Verse 21. They gather themselves together against the soul of the righteous, so many are there of them that they crowd their assemblies, and carry their hard measures with enthusiasm; they are the popular party, and are eager to put down the saints. In counsel, and in action, they are unanimous; their one resolve is to hold their own tyrannical position, and put down the godly party. And condemn the innocent blood. They are great at slander and false accusation, nor do they stick at murder; no crime is too great for them, if only they can trample on the servants of the Lord. This description is historically true in reference to persecuting times; it has been fulfilled in England, and may be again if Popery is to advance in future time at the same rate as in the past few years. The dominant sect has the law on its side, and blasts that it is the national church; but the law which establishes and endows one religion rather than another is radically an injustice. God has no fellowship with it, and therefore the synagogue of Ritualism will yet be a stench in the nostrils of all sane men. What evil times are in store for us it is not for us to prophesy; it is ours to leave the matter in the hands of him who cannot be in fellowship with an oppressive system, and will not always endure to be insulted to his face by Popish idols, and their priests.

Verse 22. Let the wicked gather as they may, the psalmist is not afraid, but sweetly sings, The Lord is my defence, and my God is the rock of my refuge. Firm as a rock is Jehovah’s love, and there do we betake ourselves for shelter. In him, even in him alone, we find safety, let the world rage as it may; we ask not aid from man, but are content to flee into the bosom of omnipotence.

Verse 23. The natural result of oppression is the destruction of the despot; his own iniquities crush him ere long. Providence arranges retaliations as remarkable as they are just.
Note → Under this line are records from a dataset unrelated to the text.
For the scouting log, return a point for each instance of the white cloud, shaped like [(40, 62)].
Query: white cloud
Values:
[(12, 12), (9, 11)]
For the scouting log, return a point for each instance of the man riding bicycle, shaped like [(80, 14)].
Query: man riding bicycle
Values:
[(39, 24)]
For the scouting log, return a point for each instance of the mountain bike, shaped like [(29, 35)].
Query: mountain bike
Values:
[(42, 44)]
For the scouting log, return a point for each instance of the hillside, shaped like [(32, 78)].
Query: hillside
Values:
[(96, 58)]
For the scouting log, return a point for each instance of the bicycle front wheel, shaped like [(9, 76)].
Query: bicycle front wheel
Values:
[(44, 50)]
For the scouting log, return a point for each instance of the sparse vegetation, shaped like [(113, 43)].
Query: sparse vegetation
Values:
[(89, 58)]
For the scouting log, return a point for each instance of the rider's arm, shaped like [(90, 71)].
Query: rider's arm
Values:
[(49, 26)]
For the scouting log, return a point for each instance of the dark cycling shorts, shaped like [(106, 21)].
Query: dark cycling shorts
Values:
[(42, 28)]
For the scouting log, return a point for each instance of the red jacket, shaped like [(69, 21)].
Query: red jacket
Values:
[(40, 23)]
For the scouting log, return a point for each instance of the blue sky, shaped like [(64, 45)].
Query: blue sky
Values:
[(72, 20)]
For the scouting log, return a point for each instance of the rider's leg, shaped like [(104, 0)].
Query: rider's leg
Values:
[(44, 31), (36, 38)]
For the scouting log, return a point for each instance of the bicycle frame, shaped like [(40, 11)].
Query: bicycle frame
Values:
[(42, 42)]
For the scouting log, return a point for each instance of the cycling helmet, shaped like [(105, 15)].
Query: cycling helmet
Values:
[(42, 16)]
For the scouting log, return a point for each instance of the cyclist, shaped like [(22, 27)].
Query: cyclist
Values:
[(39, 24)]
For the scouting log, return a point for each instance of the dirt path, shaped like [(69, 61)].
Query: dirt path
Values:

High crimes in the end bring on heavy judgments, to sweep away evil men from off the face of the earth; yea, God himself interposes in a special manner, and cuts short the career of tyrants while they are in the very midst of their crimes. Wicked men are often arrested by the pursuivants of divine justice red handed, with the evidences of their guilt upon them. He shall bring upon them their own iniquity, and shall cut them off in their own wickedness. While the stolen bread is in their mouths wrath slays them, while the ill gotten wedge of gold is yet in their tent judgment overtakes them. God himself conspicuously visits them, and reveals his own power in their overthrow, yea, the Lord our God shall cut them off. Here, then, the matter ends; faith reads the present in the light of the future, and ends her song without a trembling note.